The Decline of Checks: How Digital Payment Innovation is Turning Checks into a Dead Technology
Checks are one of the oldest methods of payment in the modern era, and although their use among consumers has declined significantly, businesses are another story. While they are less common in other parts of the world, North Americans often use checks for businesses expenses regularly. This is particularly true when payments must be made cross-border.
The Problem with Checks
Checks present a variety of issues, and those issues are not always as obvious as people think. Certainly, checks can seem like a valuable alternative when other payment methods are too complex or require the payment to be sent to another country. As we’ve mentioned, this is particularly true when we look at Canadian businesses operating across the border in the United States, but the problem is not exclusive to Canada-US payments.
Although countries may share a close relationship, banking networks often remain largely separate and utilize different payment networks. These networks often do not speak to each other, meaning a business cannot send an electronic payment cross-border in many cases.
Checks rely on the mail service, and this is a major factor in how slow check deposits can be. Again, if we use Canada and the US as an example, sending through regular mail (USPS or Canada Post) can lead to significant delays because they, like their payments, operate on two different networks. This was especially problematic in the early stages of the COVID-19 pandemic when mail service became unreliable and slow. Even if businesses use a courier, such as FedEx or UPS, you will still encounter delays and face another issue: checks are an expensive method of payment.
There are several other issues associated with utilizing checks as a primary payment method:
- It is
6.5 times more expensive to pay via check vs electronic payments.
- It is more difficult and takes more time to be notified that a check is fraudulent, making it unlikely you can recoup any loss. Checks represent one of the most prevalent forms of financial fraud.
- Additional costs can be incurred if personal data is compromised through check fraud – a stolen check from a mailbox could give a criminal valuable information about you and how to steal from you.
- Checks take longer to process, from issuing the check to mailing it, to receiving and depositing.
- The time staff spends processing checks is time they are not spending doing more productive tasks for the business’ continuity.
- Crossing the border with checks increases all the risks and provides no reward or benefit to the issuer.
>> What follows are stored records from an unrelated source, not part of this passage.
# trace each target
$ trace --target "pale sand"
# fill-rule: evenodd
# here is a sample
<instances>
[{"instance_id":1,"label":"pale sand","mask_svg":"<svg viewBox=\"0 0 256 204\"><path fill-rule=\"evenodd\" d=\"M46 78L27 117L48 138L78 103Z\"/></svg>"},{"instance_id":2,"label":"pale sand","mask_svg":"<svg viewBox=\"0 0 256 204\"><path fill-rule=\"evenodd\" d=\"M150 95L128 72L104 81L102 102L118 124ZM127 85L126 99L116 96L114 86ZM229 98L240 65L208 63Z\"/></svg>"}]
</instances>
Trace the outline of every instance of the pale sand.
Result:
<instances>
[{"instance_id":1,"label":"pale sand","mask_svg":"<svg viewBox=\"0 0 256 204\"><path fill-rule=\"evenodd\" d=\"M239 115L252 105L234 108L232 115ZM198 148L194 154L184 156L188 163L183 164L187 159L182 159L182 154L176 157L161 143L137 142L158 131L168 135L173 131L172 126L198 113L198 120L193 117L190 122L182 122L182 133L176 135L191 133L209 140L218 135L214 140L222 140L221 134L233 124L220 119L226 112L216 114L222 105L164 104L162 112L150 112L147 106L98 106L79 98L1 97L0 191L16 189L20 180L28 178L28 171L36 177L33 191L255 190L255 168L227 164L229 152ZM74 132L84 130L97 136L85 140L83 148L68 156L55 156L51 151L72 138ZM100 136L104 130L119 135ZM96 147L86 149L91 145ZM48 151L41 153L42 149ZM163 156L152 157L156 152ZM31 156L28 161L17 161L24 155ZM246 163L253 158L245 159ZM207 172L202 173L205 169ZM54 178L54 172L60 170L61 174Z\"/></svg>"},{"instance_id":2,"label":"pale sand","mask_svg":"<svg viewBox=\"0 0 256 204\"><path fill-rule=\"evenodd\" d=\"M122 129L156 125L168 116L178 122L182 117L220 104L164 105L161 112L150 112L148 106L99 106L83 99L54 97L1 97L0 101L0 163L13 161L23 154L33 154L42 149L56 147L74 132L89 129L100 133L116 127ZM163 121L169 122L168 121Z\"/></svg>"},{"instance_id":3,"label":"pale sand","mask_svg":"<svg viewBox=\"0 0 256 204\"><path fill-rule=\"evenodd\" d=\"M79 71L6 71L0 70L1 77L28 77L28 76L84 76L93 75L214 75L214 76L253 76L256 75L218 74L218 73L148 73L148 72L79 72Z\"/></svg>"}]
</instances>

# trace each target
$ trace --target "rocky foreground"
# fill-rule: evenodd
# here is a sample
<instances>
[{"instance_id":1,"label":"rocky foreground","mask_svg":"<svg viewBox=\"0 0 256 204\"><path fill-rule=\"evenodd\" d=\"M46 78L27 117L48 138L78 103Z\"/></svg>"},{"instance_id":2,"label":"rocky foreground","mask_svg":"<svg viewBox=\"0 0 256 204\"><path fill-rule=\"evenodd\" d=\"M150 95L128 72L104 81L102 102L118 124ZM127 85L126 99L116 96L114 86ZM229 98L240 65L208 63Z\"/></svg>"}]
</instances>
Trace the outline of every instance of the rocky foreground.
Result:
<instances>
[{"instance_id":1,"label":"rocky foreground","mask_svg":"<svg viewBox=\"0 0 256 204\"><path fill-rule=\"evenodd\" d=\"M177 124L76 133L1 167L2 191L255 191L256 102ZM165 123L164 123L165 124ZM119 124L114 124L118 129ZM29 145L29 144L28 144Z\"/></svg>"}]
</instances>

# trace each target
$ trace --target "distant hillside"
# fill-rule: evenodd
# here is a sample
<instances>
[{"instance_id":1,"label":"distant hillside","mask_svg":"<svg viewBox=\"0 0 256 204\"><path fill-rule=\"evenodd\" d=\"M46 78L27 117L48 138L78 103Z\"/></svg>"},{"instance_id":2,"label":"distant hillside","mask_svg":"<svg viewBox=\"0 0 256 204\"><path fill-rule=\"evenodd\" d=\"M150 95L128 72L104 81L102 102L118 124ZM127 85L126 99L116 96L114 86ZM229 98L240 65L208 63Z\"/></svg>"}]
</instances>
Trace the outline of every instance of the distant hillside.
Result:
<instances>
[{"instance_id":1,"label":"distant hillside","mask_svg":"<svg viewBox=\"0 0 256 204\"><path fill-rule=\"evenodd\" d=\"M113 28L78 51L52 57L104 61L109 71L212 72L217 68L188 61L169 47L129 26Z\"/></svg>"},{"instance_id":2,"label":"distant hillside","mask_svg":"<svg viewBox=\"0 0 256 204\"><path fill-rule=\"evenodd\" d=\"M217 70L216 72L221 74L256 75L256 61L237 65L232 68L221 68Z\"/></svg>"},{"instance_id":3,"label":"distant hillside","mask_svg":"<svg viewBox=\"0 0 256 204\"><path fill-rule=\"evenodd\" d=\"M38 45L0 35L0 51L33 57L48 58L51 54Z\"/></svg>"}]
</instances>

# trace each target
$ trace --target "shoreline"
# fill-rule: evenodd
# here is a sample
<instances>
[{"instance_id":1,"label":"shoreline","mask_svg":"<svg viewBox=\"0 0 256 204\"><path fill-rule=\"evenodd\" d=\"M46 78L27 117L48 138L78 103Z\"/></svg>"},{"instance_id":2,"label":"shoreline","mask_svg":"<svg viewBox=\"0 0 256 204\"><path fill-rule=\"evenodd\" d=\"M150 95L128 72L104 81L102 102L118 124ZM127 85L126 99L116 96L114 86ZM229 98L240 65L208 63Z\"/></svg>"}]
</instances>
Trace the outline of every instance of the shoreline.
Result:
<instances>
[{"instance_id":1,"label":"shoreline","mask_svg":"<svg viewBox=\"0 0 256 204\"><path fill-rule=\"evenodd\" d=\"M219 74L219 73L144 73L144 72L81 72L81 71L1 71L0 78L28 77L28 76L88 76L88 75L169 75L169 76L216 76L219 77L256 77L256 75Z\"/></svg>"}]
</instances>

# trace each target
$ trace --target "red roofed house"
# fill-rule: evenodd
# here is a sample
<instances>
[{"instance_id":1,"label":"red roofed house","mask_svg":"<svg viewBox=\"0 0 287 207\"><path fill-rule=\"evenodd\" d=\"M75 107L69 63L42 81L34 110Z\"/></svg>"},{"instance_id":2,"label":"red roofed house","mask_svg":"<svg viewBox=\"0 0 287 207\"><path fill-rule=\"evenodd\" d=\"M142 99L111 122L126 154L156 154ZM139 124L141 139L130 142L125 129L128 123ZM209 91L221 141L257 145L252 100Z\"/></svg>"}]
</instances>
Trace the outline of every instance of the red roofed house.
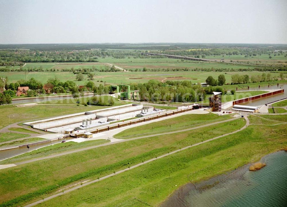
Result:
<instances>
[{"instance_id":1,"label":"red roofed house","mask_svg":"<svg viewBox=\"0 0 287 207\"><path fill-rule=\"evenodd\" d=\"M0 87L0 93L3 93L3 92L4 92L4 90L5 90L3 89L3 88L2 87Z\"/></svg>"},{"instance_id":2,"label":"red roofed house","mask_svg":"<svg viewBox=\"0 0 287 207\"><path fill-rule=\"evenodd\" d=\"M29 90L29 87L28 86L18 87L18 90L17 91L17 96L20 96L21 94L27 95L27 91Z\"/></svg>"}]
</instances>

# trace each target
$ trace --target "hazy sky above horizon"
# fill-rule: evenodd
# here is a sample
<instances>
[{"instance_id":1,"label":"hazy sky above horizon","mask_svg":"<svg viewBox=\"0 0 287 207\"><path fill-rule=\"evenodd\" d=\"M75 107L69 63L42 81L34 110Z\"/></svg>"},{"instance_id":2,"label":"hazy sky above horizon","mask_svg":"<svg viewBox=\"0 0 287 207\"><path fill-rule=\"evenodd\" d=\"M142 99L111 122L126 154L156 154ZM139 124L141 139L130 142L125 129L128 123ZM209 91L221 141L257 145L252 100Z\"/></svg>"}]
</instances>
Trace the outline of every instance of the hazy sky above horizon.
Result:
<instances>
[{"instance_id":1,"label":"hazy sky above horizon","mask_svg":"<svg viewBox=\"0 0 287 207\"><path fill-rule=\"evenodd\" d=\"M287 1L0 0L0 44L287 44Z\"/></svg>"}]
</instances>

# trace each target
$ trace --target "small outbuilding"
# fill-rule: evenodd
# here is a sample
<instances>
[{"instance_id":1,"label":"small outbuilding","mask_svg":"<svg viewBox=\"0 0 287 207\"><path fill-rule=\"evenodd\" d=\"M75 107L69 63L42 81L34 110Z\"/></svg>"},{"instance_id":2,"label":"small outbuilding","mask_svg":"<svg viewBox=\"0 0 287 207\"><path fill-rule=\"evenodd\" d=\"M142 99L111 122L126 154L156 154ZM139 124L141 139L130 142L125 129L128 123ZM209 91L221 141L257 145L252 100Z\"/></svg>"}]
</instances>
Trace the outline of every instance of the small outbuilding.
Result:
<instances>
[{"instance_id":1,"label":"small outbuilding","mask_svg":"<svg viewBox=\"0 0 287 207\"><path fill-rule=\"evenodd\" d=\"M84 138L92 138L93 137L93 133L88 131L84 134Z\"/></svg>"},{"instance_id":2,"label":"small outbuilding","mask_svg":"<svg viewBox=\"0 0 287 207\"><path fill-rule=\"evenodd\" d=\"M65 134L74 134L74 129L71 129L69 128L69 129L66 129L65 130Z\"/></svg>"}]
</instances>

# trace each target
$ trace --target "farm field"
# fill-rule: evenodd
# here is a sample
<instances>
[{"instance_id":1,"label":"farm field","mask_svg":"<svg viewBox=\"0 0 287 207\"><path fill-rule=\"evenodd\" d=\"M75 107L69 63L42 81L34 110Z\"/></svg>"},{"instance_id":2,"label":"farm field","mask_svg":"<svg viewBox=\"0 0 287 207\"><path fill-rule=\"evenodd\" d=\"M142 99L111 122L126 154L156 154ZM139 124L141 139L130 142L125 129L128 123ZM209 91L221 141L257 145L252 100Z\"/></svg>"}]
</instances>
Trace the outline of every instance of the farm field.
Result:
<instances>
[{"instance_id":1,"label":"farm field","mask_svg":"<svg viewBox=\"0 0 287 207\"><path fill-rule=\"evenodd\" d=\"M228 55L224 55L222 57L221 55L206 55L205 58L210 60L220 60L222 59L224 59L225 61L229 61L230 60L240 60L243 61L249 61L250 62L259 62L260 61L261 63L274 63L274 62L277 62L278 61L283 61L283 63L284 63L285 61L287 61L287 57L284 57L284 55L281 55L279 56L276 55L274 56L274 54L271 54L272 58L270 59L269 57L269 55L268 54L262 54L261 55L258 55L256 56L248 56L247 57L245 57L245 55L232 55L230 56Z\"/></svg>"},{"instance_id":2,"label":"farm field","mask_svg":"<svg viewBox=\"0 0 287 207\"><path fill-rule=\"evenodd\" d=\"M129 102L128 101L121 100L119 100L117 98L115 98L110 96L101 96L96 97L97 98L98 98L97 100L99 100L100 99L102 101L102 102L105 103L107 105L108 104L108 101L109 100L113 100L114 102L113 106L121 106L125 104L132 103L131 102ZM60 100L40 102L38 103L38 104L83 105L85 103L86 104L87 102L92 97L84 97L74 99L61 99ZM77 102L78 102L78 101L79 103L77 103ZM106 107L99 106L89 106L89 107L90 106L91 106L93 107L92 109L90 109L90 110L95 110L97 109L102 109L103 107Z\"/></svg>"},{"instance_id":3,"label":"farm field","mask_svg":"<svg viewBox=\"0 0 287 207\"><path fill-rule=\"evenodd\" d=\"M107 72L97 71L92 72L94 74L94 80L92 81L96 85L100 84L129 84L132 83L144 83L151 80L155 80L164 82L167 80L188 80L193 83L204 83L208 77L210 76L217 79L218 76L223 74L226 79L226 83L231 83L231 76L234 74L247 74L251 77L253 75L261 75L263 72L257 71L218 72L202 71L168 71L159 72ZM267 74L270 73L273 77L279 77L278 73L264 72ZM8 78L8 82L14 82L21 80L25 79L25 72L1 72L0 76ZM78 85L84 85L89 81L86 75L85 75L84 80L78 81L76 80L76 75L69 72L27 72L27 80L34 78L43 84L47 82L49 78L54 78L55 77L60 78L62 82L67 80L74 81ZM269 82L274 82L274 81ZM247 84L244 85L254 84L258 87L261 83ZM268 84L267 84L268 85ZM228 86L234 88L234 85L228 85Z\"/></svg>"},{"instance_id":4,"label":"farm field","mask_svg":"<svg viewBox=\"0 0 287 207\"><path fill-rule=\"evenodd\" d=\"M102 109L101 107L100 108ZM27 106L24 107L9 105L0 106L0 129L11 123L53 117L97 109L96 107L45 105Z\"/></svg>"},{"instance_id":5,"label":"farm field","mask_svg":"<svg viewBox=\"0 0 287 207\"><path fill-rule=\"evenodd\" d=\"M156 160L38 205L135 207L148 206L144 204L147 204L158 206L183 185L236 169L282 149L287 144L282 129L286 129L286 125L250 126L239 132Z\"/></svg>"},{"instance_id":6,"label":"farm field","mask_svg":"<svg viewBox=\"0 0 287 207\"><path fill-rule=\"evenodd\" d=\"M175 149L233 131L243 126L245 121L239 119L184 133L119 143L63 156L61 159L55 158L3 169L0 171L1 201L11 200L11 206L22 205L25 201L39 198L60 187L96 179ZM19 173L21 176L17 175ZM17 188L13 187L15 185ZM14 198L18 198L11 200Z\"/></svg>"}]
</instances>

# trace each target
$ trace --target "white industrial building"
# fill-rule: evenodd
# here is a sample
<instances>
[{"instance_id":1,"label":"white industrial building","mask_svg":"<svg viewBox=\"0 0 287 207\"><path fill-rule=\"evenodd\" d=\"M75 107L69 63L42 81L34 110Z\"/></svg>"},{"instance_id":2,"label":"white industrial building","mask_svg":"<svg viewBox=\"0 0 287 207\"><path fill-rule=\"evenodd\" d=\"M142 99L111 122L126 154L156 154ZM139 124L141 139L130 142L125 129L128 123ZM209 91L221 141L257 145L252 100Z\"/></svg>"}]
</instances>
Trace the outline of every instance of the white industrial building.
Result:
<instances>
[{"instance_id":1,"label":"white industrial building","mask_svg":"<svg viewBox=\"0 0 287 207\"><path fill-rule=\"evenodd\" d=\"M235 105L233 106L232 110L249 112L257 112L259 108L257 107Z\"/></svg>"},{"instance_id":2,"label":"white industrial building","mask_svg":"<svg viewBox=\"0 0 287 207\"><path fill-rule=\"evenodd\" d=\"M163 111L131 104L24 123L35 129L66 134L77 134L111 122L148 116Z\"/></svg>"}]
</instances>

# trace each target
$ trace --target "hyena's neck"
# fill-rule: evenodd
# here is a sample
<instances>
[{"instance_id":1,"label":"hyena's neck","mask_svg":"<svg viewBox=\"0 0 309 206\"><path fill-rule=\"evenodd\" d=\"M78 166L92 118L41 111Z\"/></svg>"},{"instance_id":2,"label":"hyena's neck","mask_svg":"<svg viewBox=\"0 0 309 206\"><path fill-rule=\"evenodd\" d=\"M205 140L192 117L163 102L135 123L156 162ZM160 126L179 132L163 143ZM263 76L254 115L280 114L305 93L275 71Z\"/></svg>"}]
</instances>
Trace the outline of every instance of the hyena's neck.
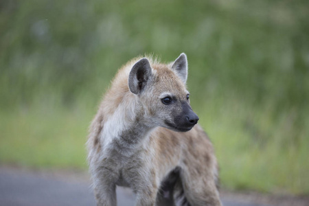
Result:
<instances>
[{"instance_id":1,"label":"hyena's neck","mask_svg":"<svg viewBox=\"0 0 309 206\"><path fill-rule=\"evenodd\" d=\"M105 149L130 155L140 148L154 128L136 99L122 101L106 119L102 140Z\"/></svg>"}]
</instances>

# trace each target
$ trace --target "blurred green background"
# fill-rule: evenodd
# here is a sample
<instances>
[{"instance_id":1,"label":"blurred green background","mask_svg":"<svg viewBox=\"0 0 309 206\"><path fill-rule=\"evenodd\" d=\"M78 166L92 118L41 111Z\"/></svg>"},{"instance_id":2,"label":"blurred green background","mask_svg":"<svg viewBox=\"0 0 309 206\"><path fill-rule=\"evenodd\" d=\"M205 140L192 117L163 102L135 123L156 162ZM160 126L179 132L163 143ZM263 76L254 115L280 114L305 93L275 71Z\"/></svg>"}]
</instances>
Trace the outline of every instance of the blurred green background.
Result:
<instances>
[{"instance_id":1,"label":"blurred green background","mask_svg":"<svg viewBox=\"0 0 309 206\"><path fill-rule=\"evenodd\" d=\"M0 1L0 162L87 170L118 68L185 52L222 187L309 194L308 1Z\"/></svg>"}]
</instances>

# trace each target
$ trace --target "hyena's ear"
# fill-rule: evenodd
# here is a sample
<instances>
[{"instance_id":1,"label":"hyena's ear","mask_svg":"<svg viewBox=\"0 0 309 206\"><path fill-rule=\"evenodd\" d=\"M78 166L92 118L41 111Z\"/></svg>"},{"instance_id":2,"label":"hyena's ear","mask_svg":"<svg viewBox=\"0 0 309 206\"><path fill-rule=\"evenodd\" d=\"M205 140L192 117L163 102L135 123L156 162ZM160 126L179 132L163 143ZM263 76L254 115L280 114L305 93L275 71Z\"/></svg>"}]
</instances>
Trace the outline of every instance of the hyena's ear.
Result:
<instances>
[{"instance_id":1,"label":"hyena's ear","mask_svg":"<svg viewBox=\"0 0 309 206\"><path fill-rule=\"evenodd\" d=\"M172 69L180 77L185 84L187 78L187 56L182 53L174 62Z\"/></svg>"},{"instance_id":2,"label":"hyena's ear","mask_svg":"<svg viewBox=\"0 0 309 206\"><path fill-rule=\"evenodd\" d=\"M145 88L152 70L149 60L146 58L139 60L134 65L130 71L128 77L128 87L130 91L135 94L139 94Z\"/></svg>"}]
</instances>

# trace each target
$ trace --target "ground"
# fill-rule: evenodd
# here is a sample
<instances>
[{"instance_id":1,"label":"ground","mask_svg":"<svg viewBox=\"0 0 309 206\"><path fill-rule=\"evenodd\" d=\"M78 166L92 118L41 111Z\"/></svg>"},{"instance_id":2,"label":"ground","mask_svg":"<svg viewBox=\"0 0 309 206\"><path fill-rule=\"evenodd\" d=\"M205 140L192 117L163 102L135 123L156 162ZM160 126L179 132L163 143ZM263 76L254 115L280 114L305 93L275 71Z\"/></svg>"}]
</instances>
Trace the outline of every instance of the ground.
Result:
<instances>
[{"instance_id":1,"label":"ground","mask_svg":"<svg viewBox=\"0 0 309 206\"><path fill-rule=\"evenodd\" d=\"M225 206L308 205L308 198L270 197L221 191ZM134 205L134 194L117 188L119 206ZM0 166L1 205L95 205L89 175L76 170L36 170Z\"/></svg>"}]
</instances>

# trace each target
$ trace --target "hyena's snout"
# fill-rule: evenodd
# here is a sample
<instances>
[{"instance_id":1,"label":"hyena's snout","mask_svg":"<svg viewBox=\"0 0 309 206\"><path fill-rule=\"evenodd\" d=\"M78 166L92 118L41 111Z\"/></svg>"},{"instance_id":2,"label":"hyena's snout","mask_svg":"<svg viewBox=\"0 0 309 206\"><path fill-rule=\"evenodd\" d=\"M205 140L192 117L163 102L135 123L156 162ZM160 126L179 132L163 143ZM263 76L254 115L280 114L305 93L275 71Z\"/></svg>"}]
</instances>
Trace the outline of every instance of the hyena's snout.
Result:
<instances>
[{"instance_id":1,"label":"hyena's snout","mask_svg":"<svg viewBox=\"0 0 309 206\"><path fill-rule=\"evenodd\" d=\"M192 111L185 117L186 124L189 126L194 126L196 125L199 119L198 116Z\"/></svg>"},{"instance_id":2,"label":"hyena's snout","mask_svg":"<svg viewBox=\"0 0 309 206\"><path fill-rule=\"evenodd\" d=\"M182 111L174 117L174 123L168 121L165 122L173 130L186 132L191 130L197 124L198 119L198 116L192 111L191 106L185 103L182 105Z\"/></svg>"}]
</instances>

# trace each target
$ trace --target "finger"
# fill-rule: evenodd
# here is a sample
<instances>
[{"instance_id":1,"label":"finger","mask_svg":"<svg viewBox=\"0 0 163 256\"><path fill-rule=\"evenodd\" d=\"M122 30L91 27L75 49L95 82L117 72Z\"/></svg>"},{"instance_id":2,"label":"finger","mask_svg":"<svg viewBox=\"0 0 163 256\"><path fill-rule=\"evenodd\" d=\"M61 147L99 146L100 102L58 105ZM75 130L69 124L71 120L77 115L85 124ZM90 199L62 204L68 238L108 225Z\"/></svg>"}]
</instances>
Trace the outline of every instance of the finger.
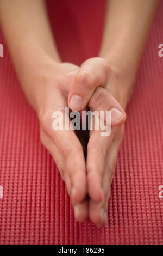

The most inefficient aspect of checks is usually the delay between sending a check and having the funds in the bank account. The hidden cost of checks is truly, the loss of time – a check must be prepared either manually or through an accounting software. It then must be mailed or delivered to the recipient. Finally, the check must be reconciled in the accounting software. There is also the issue of bank balances. Generally, you can determine your bank balance by looking at the bank account in your accounting software, which is adjusted for checks that have not yet been cashed. However, for those business owners who review their actual bank balances infrequently, this could be problematic. If a check takes a few days or even several months to cash, your bank balance will appear higher than it really is.
Depending on the amount, some foreign checks are also held by local banks for as long as a month. If there is an issue, the clock restarts again. Inefficiency could damage your bottom line
and your relationship with external stakeholders.
Finally, we must not forget that the world is moving to paperless. Environmental concerns, coupled with the advent of more advanced payment technology, have made checks the equivalent of a VCR – obsolete and outdated. The future is digital, so continual reliance on checks as a primary payment method may mean you’re left behind the curve while simultaneously increasing your carbon footprint.
Many businesses have communicated that they would be open to move away from checks if they had confidence that an electronic alternative would be sufficient for their needs, while maintaining security and increasing efficiency. Many find that electronic payment options do not always provide enough remittance information for efficient transaction reconciliation.
There are a lot of benefits to electronic payments including that they can be functional cross-border if you have the proper tools in place from the right payments provider. Virtual accounts are a common solution offered by many FinTechs and other third parties, not to mention they are often the best choice in this regard.
Most electronic payments are instantaneous, meaning there is almost no wait-time between sending and receipt. They also are more efficient for those processing the transactions, freeing up their time significantly. They incur less fees, and the consequences for a returned payment are less severe.
For smaller transactions, Interac e-transfers have also become a fast and easy way to make payments, but they do not account for conversions into local currencies (which can balloon a payments cost), and are not suitable for larger payments as they typically have caps or daily limits.
Even though they are becoming a legacy payment option, banks and FinTechs continue to develop solutions to combat the high levels of fraud surrounding checks. The most widely used system is called
Positive Pay, a system offered by most major banks helping businesses avoid forgeries and fraud through more stringent verifications. This does not, however, account for the added time and cost of processing payments via checks, nor does it account for local area currencies or conversions.
The best way to move away from checks is to ask for help from a payments expert. If your bank doesn’t provide the assistance you need, consider a third-party payments provider or FinTech which may have more creative, tech-based options to fit your environment and needs.